Clan Jetties
"Walk out past the tourist end of the Chew Jetty and you'll find someone mending a net who has no interest in you whatsoever — which is exactly right."
The Clan Jetties of Weld Quay are one of those places where the description — wooden fishing villages on stilts extending into the strait — sounds like something constructed for a travel brochure and turns out to be something else entirely. I walked out onto the Chew Jetty on an early morning when the tourist trinket stalls were still shuttered, and the planks underfoot were damp with the night’s humidity, and the sound was the sound of a working waterfront: water slapping the stilts below, a motor starting somewhere further out, a radio playing a Chinese pop song from inside a house whose shutters were half-open against the morning.
The Clan Jetties — Chew, Tan, Lee, Lim, Mixed Surnames, and Yeoh — were established in the nineteenth century by Hokkien Chinese immigrants who settled by trade clan. Each jetty is a distinct community, with its own temple, its own social hierarchy, its own relationship to the water beneath it. The houses are built on piles driven into the seabed, connected by wooden walkways that flex slightly under your weight, and at the end of each jetty the walkway opens into a small pier where boats have been loading and unloading for a hundred and fifty years. The residents are the descendants of fishermen and dock workers, and some of them still fish, though most have diversified into other trades.

What the tourist material doesn’t prepare you for is the intimacy of it. The houses are close together and the walkway passes directly past windows and front doors. A woman hangs laundry two feet from where I’m standing. A man is doing his morning exercises on a small platform extending from his front door over the water. An old man in a plastic chair outside the clan temple is reading a newspaper with the focused attention of someone who has the entire morning and intends to use it. These are not exhibits.

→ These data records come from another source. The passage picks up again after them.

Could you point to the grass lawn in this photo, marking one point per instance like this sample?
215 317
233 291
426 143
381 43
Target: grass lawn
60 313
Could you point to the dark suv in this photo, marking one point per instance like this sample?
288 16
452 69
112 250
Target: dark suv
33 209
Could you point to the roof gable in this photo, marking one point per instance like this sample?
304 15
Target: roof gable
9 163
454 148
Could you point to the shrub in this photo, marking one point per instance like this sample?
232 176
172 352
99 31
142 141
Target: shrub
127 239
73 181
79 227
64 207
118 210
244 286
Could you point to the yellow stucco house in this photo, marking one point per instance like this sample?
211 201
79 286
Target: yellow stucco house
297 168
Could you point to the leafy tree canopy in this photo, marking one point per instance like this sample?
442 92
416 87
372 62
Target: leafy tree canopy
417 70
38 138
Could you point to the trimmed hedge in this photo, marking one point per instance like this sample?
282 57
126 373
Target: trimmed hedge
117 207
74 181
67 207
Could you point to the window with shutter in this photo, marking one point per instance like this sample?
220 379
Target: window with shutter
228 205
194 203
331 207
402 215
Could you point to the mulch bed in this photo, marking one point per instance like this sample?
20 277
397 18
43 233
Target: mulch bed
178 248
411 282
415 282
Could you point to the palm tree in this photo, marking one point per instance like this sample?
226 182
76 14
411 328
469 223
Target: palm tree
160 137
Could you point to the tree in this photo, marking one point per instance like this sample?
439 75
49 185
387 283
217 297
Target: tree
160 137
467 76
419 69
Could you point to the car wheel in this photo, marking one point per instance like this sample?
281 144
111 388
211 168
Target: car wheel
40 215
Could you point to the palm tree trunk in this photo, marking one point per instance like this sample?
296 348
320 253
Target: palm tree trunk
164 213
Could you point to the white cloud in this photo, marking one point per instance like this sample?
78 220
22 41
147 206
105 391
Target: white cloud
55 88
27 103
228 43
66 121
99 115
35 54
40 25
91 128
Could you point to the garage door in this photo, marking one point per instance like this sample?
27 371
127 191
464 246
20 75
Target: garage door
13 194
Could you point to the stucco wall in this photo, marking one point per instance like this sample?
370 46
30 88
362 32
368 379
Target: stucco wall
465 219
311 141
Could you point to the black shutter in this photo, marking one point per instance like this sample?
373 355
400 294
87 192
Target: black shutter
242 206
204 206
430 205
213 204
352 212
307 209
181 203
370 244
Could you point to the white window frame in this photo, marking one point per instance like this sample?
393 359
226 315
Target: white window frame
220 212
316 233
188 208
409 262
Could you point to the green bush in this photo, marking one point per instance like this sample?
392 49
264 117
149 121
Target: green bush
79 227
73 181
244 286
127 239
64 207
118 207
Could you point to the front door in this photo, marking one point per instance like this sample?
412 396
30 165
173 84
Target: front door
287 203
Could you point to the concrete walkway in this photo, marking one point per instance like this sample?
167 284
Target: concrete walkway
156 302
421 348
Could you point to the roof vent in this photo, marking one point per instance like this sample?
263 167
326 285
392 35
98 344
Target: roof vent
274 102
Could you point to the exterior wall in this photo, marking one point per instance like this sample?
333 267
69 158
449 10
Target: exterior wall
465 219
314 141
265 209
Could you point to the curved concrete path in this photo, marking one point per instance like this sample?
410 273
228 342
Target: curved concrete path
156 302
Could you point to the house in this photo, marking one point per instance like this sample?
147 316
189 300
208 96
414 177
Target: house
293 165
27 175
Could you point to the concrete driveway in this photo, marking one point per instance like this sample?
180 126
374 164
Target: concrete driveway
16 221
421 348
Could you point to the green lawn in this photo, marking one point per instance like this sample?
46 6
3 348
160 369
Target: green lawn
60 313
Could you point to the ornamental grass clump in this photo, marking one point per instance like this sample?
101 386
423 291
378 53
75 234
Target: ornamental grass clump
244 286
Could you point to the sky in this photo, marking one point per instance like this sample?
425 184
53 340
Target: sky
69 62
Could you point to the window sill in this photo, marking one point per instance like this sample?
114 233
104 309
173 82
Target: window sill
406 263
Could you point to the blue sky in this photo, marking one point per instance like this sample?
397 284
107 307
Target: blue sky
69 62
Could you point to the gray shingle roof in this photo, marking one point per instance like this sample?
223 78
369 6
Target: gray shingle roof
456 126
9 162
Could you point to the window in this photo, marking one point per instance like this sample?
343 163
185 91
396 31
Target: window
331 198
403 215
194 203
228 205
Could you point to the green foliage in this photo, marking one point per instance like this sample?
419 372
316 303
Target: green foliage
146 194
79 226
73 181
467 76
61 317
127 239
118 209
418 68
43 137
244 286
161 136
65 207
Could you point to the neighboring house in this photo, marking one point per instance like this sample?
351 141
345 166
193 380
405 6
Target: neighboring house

They are people living out their days in a neighbourhood that happens to be perched above a strait.
The Chew Jetty is the most visited and the most tourist-oriented — souvenir stalls, a temple that charges a token entry, a few homestays. Walk past all that, past the stalls selling Penang-branded key rings and miniature sampans, and the jetty becomes something quieter. The fishing boats are tied up at the outer end with their catch-finding equipment still rigged. A teenager in school uniform cycles past me on a bicycle, morning rushing somewhere. Cats sit on every available railing, indifferent to everything. The strait beyond is silver-grey and moving with the tide.

The whole cluster of jetties is small enough to walk in an hour, but the hour passes slowly in the good way — the way that happens when you are actually looking at something rather than documenting it. I sat at the end of the Lee Jetty for a while and watched a freighter navigate the strait and felt the wooden planks move slightly with the current below, and understood in a visceral way that everything here was built on water and had remained on water for a century and a half, which seemed like its own kind of achievement.
When to go: Early morning (before 8am) is the best time — fewer tourists, better light, the community going about its actual business. The Chinese New Year period brings the clan temples alive with celebrations unique to each jetty. Weekend afternoons can get crowded in the Chew Jetty’s tourist section.